Along the way we admired Auerswald’s ecological perspective on human systems and later read Selvini Palazzoli’s Self-starvation, the Milan group’s Paradox and Counterparadox and Hoffman’s Foundations and of course, numerous family therapy journal articles. Sprinkled throughout this period was an interest with the group relations and organizational theory and practice advanced by the Tavistock Institute known as the A. K. Rice movement. We experimented with the ideas in our practice and collegial relationships, invited in A.K. Rice consultants, and participated in experiential group training events. These experiments gave us an early awareness of gender issues and the importance of each person’s voice. We would later challenge some feminist family therapists’ versions of gender issues as participating in what is trying to be changed: oppressing voices.

We always wanted to meet and talk with the authors first hand, inviting them or going to see them, introducing our colleagues to them by including them in national and international conferences. Bateson consulted with the MIT project; early on Weakland, Watzlawick, Hoffman and others came to do seminars; later we invited Boscolo, Cecchin, Keeney, Laing, Penn, and von Foerster among others; and some traveled to MRI and various seminars. We have had sustained relationships over time with conversational partners and kindred spirits Lynn Hoffman and Tom And ersen. Lynn always—and still does--asked questions and made comments about our work and had a knack for words that pushed us to think deeper and to clarify and amplify our thoughts. It was from Lynn that I learned to think carefully about the words that I choose to articulate a meaning that I want to convey; for instance, choosing "collaborative" instead of "cooperative" or "public" isntead of "transparent." Tom was--and is—endlessly challenging and innovative, and we felt like he was a kindred soul "out there" with us in what could be an exciting but lonely place when you are questioning others beloved traditions. From Tom, I learned to value humility. We found large conferences seldom provided the space for the kinds of intimate conversations that we liked to have with others. So, we, inspired by a conversation between Lynn and Harry, created forums where participants from around the world self-organized, talking in small conversational clusters about topics of interest to them. It was at the first of these in 1988 that Harry publicly articulated our leaving behind second-order cybernetics and constructivism and the new sense that language made to us: Our lives—e.g. events, experiences, relationships, and theories—are simply expressions of our socially constructed language and narratives; and agency is the transformation of our language and narratives into action. We also presented and tested out our ideas at numerous workshops and found, as I still do, that these were an important context for shaping and clarifying our evolving ideas.

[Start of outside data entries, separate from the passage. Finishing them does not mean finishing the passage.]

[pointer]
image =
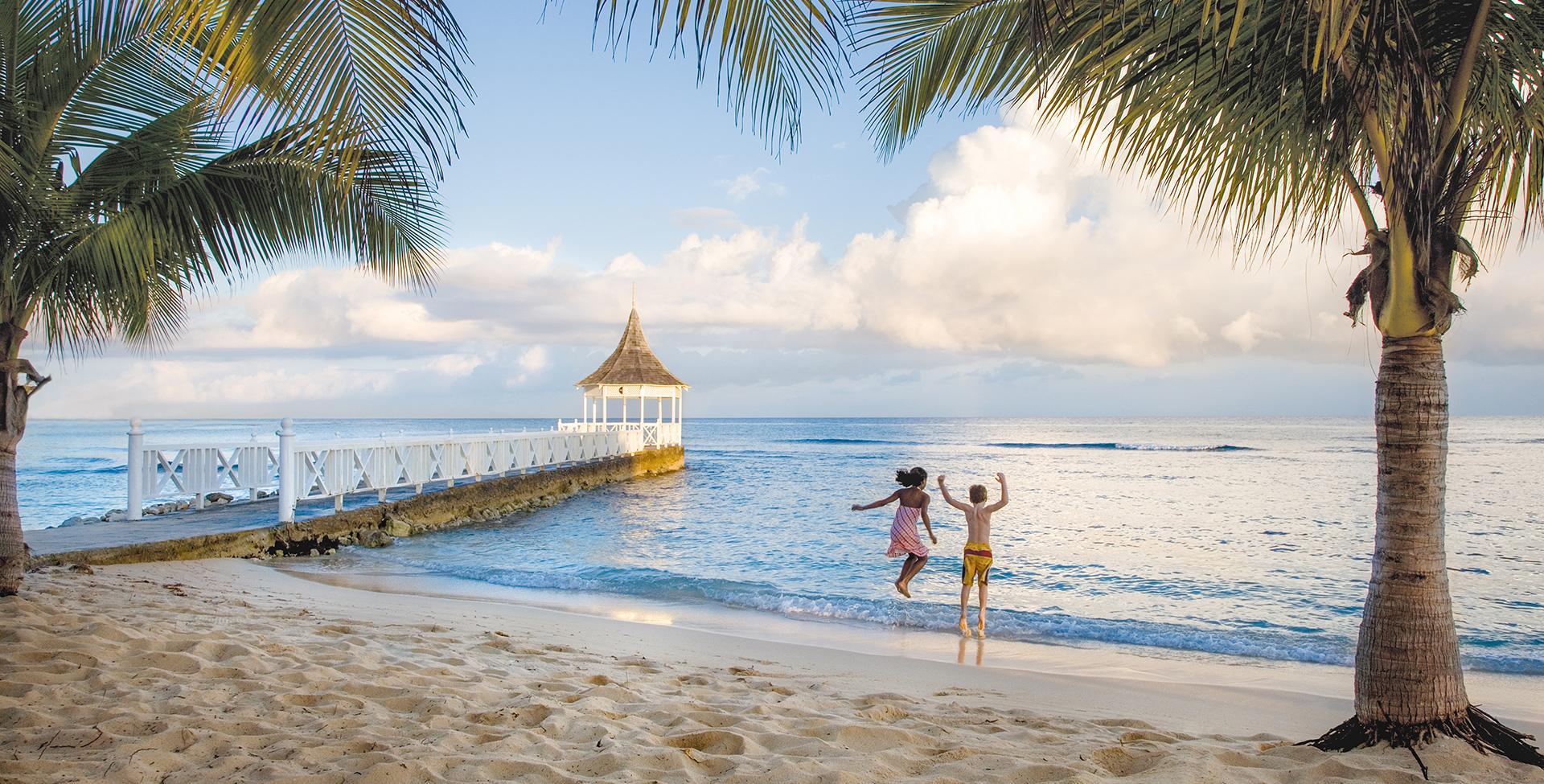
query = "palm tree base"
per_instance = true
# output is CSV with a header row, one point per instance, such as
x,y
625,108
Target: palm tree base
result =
x,y
1472,726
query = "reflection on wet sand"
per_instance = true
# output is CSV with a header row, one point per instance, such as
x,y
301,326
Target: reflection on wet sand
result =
x,y
981,650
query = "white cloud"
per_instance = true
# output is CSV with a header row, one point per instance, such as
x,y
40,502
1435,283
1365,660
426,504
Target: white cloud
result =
x,y
743,186
1021,250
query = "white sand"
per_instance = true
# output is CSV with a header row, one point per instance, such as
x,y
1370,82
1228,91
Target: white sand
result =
x,y
235,671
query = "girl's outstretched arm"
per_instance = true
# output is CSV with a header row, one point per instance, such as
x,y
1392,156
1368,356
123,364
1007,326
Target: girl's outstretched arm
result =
x,y
876,505
926,522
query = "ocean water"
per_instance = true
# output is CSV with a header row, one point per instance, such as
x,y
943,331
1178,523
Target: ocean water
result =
x,y
1217,536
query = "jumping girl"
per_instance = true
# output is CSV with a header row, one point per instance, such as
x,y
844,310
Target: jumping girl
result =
x,y
904,532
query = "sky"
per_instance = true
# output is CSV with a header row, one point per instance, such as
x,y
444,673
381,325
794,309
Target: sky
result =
x,y
992,269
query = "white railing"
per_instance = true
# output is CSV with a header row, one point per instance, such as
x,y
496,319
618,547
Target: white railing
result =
x,y
332,470
654,433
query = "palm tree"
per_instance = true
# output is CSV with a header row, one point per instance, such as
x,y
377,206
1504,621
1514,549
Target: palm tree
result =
x,y
1265,119
154,150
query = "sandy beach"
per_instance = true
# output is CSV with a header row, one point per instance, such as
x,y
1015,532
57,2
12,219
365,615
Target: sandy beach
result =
x,y
229,670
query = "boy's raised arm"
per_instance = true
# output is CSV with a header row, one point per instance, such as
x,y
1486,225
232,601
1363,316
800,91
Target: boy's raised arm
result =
x,y
950,499
876,505
1003,482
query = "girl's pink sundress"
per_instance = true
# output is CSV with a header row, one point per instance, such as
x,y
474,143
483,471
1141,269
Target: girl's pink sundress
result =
x,y
904,533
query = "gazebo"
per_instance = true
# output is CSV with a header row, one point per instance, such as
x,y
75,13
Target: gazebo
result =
x,y
634,377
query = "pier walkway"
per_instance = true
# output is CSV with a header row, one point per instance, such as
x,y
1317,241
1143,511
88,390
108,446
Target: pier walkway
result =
x,y
292,495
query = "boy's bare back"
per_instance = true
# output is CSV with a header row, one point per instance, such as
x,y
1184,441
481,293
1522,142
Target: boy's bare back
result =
x,y
978,515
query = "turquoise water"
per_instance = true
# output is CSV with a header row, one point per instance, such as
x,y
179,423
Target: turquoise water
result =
x,y
1242,537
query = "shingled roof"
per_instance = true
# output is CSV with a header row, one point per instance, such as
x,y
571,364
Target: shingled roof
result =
x,y
632,362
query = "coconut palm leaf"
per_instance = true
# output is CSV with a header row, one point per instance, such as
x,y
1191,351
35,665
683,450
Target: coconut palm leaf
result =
x,y
766,55
391,65
1250,113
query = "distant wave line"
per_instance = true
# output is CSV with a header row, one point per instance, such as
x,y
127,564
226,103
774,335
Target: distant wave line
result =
x,y
1123,446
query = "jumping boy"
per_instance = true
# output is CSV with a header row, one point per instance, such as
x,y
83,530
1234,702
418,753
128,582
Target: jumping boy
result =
x,y
978,547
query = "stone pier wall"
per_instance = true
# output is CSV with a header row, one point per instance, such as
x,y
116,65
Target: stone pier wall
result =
x,y
380,523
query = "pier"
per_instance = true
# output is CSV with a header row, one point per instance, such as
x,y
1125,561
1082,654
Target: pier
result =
x,y
295,496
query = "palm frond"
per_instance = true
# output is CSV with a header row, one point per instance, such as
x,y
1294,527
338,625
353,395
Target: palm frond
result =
x,y
238,213
339,65
1248,113
766,55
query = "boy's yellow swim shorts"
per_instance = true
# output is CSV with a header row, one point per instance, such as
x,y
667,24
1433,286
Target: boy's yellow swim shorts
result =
x,y
978,559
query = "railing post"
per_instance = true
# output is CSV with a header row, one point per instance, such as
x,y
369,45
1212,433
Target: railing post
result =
x,y
288,478
136,470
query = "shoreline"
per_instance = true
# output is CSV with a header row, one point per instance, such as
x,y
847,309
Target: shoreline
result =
x,y
220,670
1322,688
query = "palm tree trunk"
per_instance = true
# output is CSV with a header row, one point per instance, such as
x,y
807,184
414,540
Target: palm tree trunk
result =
x,y
1407,666
1409,676
13,423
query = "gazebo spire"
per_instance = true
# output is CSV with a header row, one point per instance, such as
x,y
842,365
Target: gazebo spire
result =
x,y
632,362
632,374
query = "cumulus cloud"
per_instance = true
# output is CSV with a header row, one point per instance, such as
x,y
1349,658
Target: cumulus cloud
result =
x,y
743,186
1020,253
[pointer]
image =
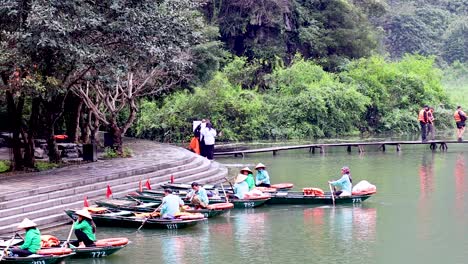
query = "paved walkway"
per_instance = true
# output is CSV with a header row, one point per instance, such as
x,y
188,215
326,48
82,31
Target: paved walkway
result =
x,y
145,154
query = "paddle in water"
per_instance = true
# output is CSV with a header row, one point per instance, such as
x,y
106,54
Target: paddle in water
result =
x,y
8,247
69,235
331,193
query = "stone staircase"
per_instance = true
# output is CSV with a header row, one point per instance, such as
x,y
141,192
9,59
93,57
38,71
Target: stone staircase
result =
x,y
45,204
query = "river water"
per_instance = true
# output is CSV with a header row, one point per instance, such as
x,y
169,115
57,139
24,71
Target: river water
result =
x,y
419,215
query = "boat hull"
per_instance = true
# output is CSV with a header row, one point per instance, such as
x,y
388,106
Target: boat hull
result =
x,y
298,199
36,260
124,219
96,252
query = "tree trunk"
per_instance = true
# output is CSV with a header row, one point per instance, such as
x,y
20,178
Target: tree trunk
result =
x,y
74,105
52,148
29,159
15,112
116,133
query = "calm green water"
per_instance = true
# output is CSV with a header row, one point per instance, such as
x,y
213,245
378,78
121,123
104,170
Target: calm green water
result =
x,y
419,215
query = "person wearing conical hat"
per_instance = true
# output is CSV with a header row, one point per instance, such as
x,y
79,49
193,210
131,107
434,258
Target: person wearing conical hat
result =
x,y
262,179
85,229
241,187
344,183
32,239
250,180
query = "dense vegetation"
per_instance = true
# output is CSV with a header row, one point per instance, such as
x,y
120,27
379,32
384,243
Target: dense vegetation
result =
x,y
259,69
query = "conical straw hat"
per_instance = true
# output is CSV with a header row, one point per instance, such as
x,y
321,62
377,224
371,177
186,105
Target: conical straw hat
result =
x,y
84,213
260,165
240,178
26,223
246,169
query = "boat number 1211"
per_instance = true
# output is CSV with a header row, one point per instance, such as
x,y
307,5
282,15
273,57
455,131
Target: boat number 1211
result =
x,y
98,254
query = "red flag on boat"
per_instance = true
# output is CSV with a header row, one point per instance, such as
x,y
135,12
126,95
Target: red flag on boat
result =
x,y
85,202
108,192
148,185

Influences from Science and Philosophy

Parallel to the influence of second-order cybernetics on our practice and theory were similar ones from science and philosophy such as those of Bohm, Derrida, Einstein, Gadamer, Kuhn, Habermas, Heidegger, Husserl, Merleau-Ponty, Prigogene, Rorty, and Wittgenstein who challenged realism: objective reality, observer-independent knowledge, subject-object dualism, and language as representational. These developments caught us on fire. In the latter 1970s faculty and students began an informal study group in the evenings hosted in homes to delve into these, and for us, new developments. The seminars were the beginning of a teaching tradition at the Institute--theoretical seminar--where faculty and students learn and struggle with new subjects together rather than faculty teaching students.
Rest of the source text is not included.